Monzo plans to venture into mobile plans
image credit: Ahyan Stock Studios / Shutterstock.com

Monzo has become the latest fintech reportedly interested in offering mobile contracts, but why are digital banks looking to disrupt another industry? 

Monzo is reportedly looking to launch UK mobile contracts in a bid to compete against the likes of Vodafone, O2 and EE. 

According to The Financial Times, the UK digital bank is in “early stage” discussions to launch a digital sim and offer monthly mobile contracts to its customers in a bid to diversify its revenues.

The UK’s mobile telephony industry generated $4.77bn (£3.53bn) last year, according to Ofcom. 

It is likely Monzo could enter the industry as a mobile virtual network operator (MVNO), which would allow it to offer mobile phone services while leasing the underlying technology instead of developing its own in-house infrastructure. 

MVNO’s such as Tesco Mobile, Lycamobile, and Giffgaff have benefited from competing against the traditional big three networks – VodafoneThree, Virgin Media O2 and EE-BT – while also using their network infrastructure. 

Tesco Mobile, Lycamobile and Giffgaff all adopt the O2 network for their mobile contract offerings and, according to Enders Analysis cited by the Financial Times, these MVNO disruptors have taken up to 180,000 subscribers away from the traditional players, a record in one year. 

The FT report noted a source close to Monzo’s MVNO plans had highlighted customer pain points when it comes to mobile contracts as a reason for them entering the market. 

A growing trend amongst fintechs

Monzo joins the likes of Revolut and Klarna as the latest fintech company to disrupt the telecommunications industry. 

Revolut announced in April 2025 plans to launch new mobile products – including unlimited texts, calls and data plans – for users in Europe and the US following a rollout of its eSIM product last year. 

In a press release statement last April, Hadi Nasrallah, General Manager, Telco and Retail Director at Revolut reiterated similar consumer friction concerns Monzo raised. 

“In our view, consumers are suffering with traditional network offerings due to a lack of transparency with hidden fees, painful customer experience and old, difficult to navigate UX. We’re looking to solve all three,” said Nasrallah. 

Klarna also entered the space by providing buy now, pay later options for Samsung mobile plans.
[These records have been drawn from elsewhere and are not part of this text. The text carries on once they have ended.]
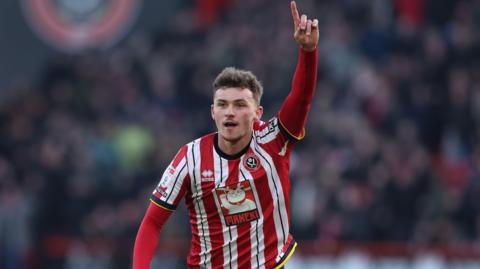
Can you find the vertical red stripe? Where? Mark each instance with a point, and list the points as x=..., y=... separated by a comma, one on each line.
x=214, y=223
x=194, y=257
x=267, y=204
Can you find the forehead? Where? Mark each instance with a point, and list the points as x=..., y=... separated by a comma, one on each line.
x=231, y=94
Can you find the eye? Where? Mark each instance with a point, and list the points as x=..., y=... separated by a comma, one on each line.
x=241, y=104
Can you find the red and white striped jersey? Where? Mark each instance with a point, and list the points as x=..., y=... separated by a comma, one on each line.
x=238, y=205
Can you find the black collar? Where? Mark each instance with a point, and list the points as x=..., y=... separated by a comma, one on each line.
x=225, y=155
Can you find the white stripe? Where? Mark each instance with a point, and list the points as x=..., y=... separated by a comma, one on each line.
x=257, y=237
x=202, y=221
x=176, y=188
x=220, y=170
x=274, y=183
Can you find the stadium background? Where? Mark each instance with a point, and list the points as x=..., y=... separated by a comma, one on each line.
x=387, y=177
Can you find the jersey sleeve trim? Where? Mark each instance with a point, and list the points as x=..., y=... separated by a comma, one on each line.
x=287, y=256
x=289, y=135
x=154, y=199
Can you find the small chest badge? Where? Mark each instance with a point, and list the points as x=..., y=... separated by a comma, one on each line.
x=251, y=162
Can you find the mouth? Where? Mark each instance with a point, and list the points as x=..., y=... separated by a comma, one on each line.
x=230, y=124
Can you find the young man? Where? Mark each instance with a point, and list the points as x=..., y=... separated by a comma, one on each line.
x=236, y=181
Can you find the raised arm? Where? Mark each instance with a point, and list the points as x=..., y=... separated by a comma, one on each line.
x=294, y=111
x=148, y=235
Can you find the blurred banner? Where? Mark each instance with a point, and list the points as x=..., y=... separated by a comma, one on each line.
x=71, y=25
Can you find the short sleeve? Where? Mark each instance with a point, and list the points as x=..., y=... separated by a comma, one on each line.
x=274, y=136
x=173, y=184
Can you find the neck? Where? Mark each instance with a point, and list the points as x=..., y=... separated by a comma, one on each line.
x=233, y=147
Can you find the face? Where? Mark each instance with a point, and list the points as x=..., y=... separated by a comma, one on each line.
x=234, y=111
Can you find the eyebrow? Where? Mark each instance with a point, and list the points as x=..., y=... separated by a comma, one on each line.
x=234, y=101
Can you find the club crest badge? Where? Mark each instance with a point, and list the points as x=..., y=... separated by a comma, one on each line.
x=237, y=203
x=251, y=162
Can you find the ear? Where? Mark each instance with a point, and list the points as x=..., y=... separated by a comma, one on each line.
x=259, y=112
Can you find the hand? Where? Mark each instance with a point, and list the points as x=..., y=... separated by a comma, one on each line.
x=306, y=31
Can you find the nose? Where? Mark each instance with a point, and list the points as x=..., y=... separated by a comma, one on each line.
x=230, y=111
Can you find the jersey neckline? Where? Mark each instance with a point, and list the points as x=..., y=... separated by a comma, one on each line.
x=228, y=156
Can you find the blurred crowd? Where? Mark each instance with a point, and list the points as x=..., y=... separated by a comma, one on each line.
x=391, y=151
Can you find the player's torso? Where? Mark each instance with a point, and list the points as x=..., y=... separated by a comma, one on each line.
x=238, y=206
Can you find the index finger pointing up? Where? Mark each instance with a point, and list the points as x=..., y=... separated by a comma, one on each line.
x=295, y=15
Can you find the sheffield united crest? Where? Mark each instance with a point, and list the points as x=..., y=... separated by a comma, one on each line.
x=73, y=25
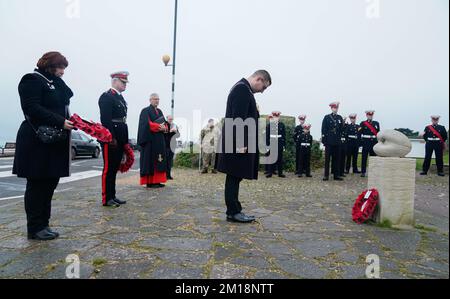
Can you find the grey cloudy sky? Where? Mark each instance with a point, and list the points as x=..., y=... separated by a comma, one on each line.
x=317, y=51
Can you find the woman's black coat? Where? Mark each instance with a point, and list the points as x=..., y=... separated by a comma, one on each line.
x=45, y=99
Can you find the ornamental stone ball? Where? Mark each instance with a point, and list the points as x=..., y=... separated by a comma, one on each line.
x=393, y=144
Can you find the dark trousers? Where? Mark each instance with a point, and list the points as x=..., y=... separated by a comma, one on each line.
x=367, y=150
x=170, y=156
x=38, y=203
x=277, y=165
x=112, y=156
x=342, y=156
x=332, y=153
x=435, y=147
x=232, y=195
x=304, y=161
x=297, y=159
x=352, y=157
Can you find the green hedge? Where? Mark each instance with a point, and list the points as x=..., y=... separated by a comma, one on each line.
x=187, y=159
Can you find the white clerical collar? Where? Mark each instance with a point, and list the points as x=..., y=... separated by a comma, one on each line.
x=119, y=93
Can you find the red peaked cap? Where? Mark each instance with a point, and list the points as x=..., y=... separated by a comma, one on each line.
x=123, y=76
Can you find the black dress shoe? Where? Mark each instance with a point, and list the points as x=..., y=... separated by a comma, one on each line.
x=120, y=202
x=52, y=231
x=240, y=218
x=43, y=235
x=111, y=203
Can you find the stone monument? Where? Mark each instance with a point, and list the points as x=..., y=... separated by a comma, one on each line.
x=393, y=176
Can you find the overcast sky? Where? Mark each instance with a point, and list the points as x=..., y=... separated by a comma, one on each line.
x=317, y=51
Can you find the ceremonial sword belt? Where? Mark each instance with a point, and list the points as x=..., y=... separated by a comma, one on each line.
x=120, y=120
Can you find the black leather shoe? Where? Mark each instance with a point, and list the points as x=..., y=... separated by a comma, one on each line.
x=120, y=202
x=240, y=218
x=111, y=203
x=43, y=235
x=52, y=231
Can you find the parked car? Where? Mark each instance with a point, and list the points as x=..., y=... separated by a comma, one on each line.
x=83, y=145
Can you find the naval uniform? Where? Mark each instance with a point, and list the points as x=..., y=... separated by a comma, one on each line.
x=276, y=133
x=368, y=131
x=434, y=144
x=332, y=127
x=353, y=144
x=113, y=114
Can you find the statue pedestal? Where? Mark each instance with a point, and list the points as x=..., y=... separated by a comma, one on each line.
x=395, y=179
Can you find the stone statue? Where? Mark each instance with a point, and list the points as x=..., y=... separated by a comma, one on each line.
x=393, y=144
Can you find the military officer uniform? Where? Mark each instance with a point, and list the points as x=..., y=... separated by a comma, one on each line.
x=276, y=133
x=435, y=136
x=113, y=115
x=369, y=130
x=297, y=132
x=332, y=127
x=353, y=143
x=304, y=145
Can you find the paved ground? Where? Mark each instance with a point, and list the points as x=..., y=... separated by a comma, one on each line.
x=305, y=231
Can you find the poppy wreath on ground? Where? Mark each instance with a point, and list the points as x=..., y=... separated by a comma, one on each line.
x=128, y=160
x=93, y=129
x=365, y=206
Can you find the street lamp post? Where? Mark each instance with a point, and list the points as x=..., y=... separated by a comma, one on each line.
x=166, y=58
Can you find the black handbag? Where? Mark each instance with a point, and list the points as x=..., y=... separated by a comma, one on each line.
x=48, y=134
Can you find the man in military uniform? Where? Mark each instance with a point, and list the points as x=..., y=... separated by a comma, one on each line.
x=297, y=132
x=332, y=127
x=305, y=141
x=343, y=150
x=209, y=135
x=113, y=115
x=369, y=130
x=435, y=136
x=353, y=144
x=276, y=133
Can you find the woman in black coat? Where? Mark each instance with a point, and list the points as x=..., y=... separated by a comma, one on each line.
x=45, y=100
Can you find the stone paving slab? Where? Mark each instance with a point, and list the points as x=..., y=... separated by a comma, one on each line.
x=304, y=230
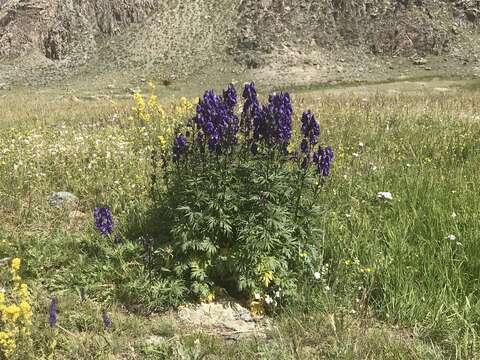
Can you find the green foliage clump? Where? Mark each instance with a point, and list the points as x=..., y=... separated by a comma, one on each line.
x=240, y=203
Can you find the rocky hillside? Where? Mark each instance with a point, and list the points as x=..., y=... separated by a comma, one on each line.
x=185, y=36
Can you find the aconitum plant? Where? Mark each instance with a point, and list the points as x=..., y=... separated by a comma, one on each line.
x=238, y=206
x=322, y=159
x=216, y=122
x=103, y=220
x=53, y=312
x=310, y=131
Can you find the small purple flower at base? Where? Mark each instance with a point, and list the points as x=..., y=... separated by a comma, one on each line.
x=53, y=312
x=82, y=293
x=305, y=162
x=117, y=240
x=107, y=322
x=103, y=220
x=180, y=146
x=230, y=97
x=322, y=159
x=304, y=146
This includes the Pay in 3 payment method for purchases between £99-£1,000, and Pay in 30 days for purchases up to £250. 

Why are fintechs looking for new revenue streams?  

James Robinson, Senior Analyst at Assembly Research cited in the FT report, believes fintechs and digital banks have the cross-sell service capabilities to “propose attractive offers” to customers. 

Fintechs like Monzo have been able to amass more than 13 million UK customers by offering competitive interest on their savings accounts, as well as subscription offers for accounts that benefit customers with various perks and cashback offers. 

The move into the telecommunications industry from fintechs may come as a response to the wave of non-traditional companies offering financial services due to the increased growth of embedded finance options. 

Super apps such as WeChat have become a player in the payments industry while also offering other aspects such as social media elements, messaging, and more functions all within the same app. 

Furthermore, fintech investment in the UK has continued to stagnate since the record highs of $24bn in the first half of 2021 and some leaders may have opted to branch out into other industries, such as telecommunications, to diversify their revenue streams and product offerings for greater customer and market share.